MRO Memo: Demand Soars For V2500 Solutions

Credit: International Aero Engines

FTAI Aviation has highlighted Southeast Asia as a target region to expand its module exchange business for CFM56 and IAE V2500 engines.

“We started it about six, nine months ago really with a more intense focus on Southeast Asia,” said FTAI Aviation’s chief operating officer, David Moreno, on a recent earnings call. “It’s a huge, huge market opportunity that we were relatively underrepresented [in] but that will be changing this year, and we see that as a future significant growth opportunity. Whether we add maintenance capacity there or not is something we’ve started thinking about.”

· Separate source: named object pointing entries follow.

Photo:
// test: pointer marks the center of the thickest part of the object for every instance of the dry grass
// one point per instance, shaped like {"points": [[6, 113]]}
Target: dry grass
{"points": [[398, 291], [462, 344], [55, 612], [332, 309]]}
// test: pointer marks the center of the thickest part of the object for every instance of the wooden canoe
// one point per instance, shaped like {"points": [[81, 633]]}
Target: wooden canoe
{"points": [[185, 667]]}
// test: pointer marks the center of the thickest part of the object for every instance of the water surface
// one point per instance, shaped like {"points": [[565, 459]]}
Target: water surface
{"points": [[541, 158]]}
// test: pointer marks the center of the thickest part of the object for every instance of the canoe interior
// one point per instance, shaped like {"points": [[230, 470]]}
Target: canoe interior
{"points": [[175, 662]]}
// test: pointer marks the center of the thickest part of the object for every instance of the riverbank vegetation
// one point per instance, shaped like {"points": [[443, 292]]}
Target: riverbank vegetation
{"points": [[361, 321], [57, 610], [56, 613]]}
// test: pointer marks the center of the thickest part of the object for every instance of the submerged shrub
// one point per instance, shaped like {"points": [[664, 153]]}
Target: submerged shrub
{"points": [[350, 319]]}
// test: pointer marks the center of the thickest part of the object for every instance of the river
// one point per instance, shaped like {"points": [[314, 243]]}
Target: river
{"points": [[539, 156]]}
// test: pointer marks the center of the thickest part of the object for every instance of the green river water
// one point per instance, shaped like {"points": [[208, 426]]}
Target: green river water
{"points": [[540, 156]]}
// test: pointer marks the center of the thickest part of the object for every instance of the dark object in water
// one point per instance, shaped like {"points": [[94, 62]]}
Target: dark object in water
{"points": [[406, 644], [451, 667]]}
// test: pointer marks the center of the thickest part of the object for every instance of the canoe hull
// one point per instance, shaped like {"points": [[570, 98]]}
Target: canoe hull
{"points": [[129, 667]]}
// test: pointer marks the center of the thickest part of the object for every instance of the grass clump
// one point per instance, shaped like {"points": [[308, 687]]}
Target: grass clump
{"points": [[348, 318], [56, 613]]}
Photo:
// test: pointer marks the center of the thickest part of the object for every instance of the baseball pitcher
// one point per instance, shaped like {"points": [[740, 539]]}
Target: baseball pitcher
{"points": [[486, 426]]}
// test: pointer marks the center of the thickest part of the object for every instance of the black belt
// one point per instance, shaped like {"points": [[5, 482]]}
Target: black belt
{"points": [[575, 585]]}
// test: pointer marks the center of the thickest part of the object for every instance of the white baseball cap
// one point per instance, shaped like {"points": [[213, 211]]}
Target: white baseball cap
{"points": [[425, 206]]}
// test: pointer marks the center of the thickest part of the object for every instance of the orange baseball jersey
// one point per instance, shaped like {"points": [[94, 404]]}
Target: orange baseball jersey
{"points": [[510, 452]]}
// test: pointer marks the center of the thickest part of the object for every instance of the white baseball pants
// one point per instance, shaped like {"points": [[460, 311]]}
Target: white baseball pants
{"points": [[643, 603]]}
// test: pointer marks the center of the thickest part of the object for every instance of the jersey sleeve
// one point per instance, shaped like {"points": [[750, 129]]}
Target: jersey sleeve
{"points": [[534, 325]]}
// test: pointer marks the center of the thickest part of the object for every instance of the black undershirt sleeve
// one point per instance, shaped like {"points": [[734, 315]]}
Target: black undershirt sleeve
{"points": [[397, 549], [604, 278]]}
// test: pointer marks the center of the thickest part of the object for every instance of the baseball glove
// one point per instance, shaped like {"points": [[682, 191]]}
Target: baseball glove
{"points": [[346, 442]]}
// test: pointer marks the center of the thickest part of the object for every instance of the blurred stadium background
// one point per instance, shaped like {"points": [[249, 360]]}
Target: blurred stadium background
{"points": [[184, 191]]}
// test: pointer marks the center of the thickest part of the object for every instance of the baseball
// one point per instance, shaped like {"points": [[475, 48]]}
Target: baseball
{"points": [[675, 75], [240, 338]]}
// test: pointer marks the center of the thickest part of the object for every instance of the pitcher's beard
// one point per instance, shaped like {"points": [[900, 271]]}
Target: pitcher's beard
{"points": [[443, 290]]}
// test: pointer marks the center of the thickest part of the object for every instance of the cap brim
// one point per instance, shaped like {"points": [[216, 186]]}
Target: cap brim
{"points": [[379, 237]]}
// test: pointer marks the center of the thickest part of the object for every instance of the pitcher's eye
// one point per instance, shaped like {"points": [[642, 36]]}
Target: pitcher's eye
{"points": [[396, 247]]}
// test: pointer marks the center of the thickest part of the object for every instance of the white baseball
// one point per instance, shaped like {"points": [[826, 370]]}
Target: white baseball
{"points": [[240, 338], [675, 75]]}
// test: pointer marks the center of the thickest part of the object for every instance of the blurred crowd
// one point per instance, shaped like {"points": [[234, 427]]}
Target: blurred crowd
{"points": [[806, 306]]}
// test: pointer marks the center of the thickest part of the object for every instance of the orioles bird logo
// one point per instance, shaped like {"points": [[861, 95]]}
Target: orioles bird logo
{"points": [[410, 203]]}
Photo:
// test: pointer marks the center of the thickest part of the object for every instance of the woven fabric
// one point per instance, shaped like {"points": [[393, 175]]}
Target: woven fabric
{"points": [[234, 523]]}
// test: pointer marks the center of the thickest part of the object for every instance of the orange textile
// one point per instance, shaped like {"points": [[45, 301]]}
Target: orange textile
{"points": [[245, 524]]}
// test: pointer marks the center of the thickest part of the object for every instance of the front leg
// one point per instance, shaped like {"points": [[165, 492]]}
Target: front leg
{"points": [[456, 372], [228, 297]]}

The company is also bullish about the expansion of its V2500 aftermarket business, having already achieved significant scale on the CFM56 engine platform.

Moreno notes that full V2500 overhauls are more expensive and complicated than those for the CFM56, which creates demand for alternatives like module exchanges.

Chief executive Joe Adams also notes that the huge number of the Pratt & Whitney GTF engines on the ground has turbocharged demand for the V2500, which was the engine that many GTF operators were transitioning out of before powder metal problems grounded the newer engine.

He expects that dynamic to remain in place for the next three years, boosting demand for both module exchanges and leases of V2500 engines.

“If we can do the MRE [maintained repair & exchange], put it on a long-term lease, then you can sell it as a cash-flowing asset and create value two different ways," he adds.

Aerospace product sales, which covers FTAI’s used serviceable material and module business, rose to $189 million in the first three months of 2024, up from $85 million a year earlier.

The company performed 72 module exchanges in the quarter and is confident it will hit its target of 250-300 exchanges for the full year--and of further growth thereafter.

“We have ample capacity at our two maintenance facilities that we use" in Montreal and in Miami, said Adams. “Obviously we’re working to increase capacity and ramp up because we want to stay ahead of this and we do see substantial upside in the years ahead. So we’re building additional capacity but we have in place what we need to deliver this year,” he added.

Alex Derber

Alex Derber, a UK-based aviation journalist, is editor of the Engine Yearbook and a contributor to Aviation Week and Inside MRO.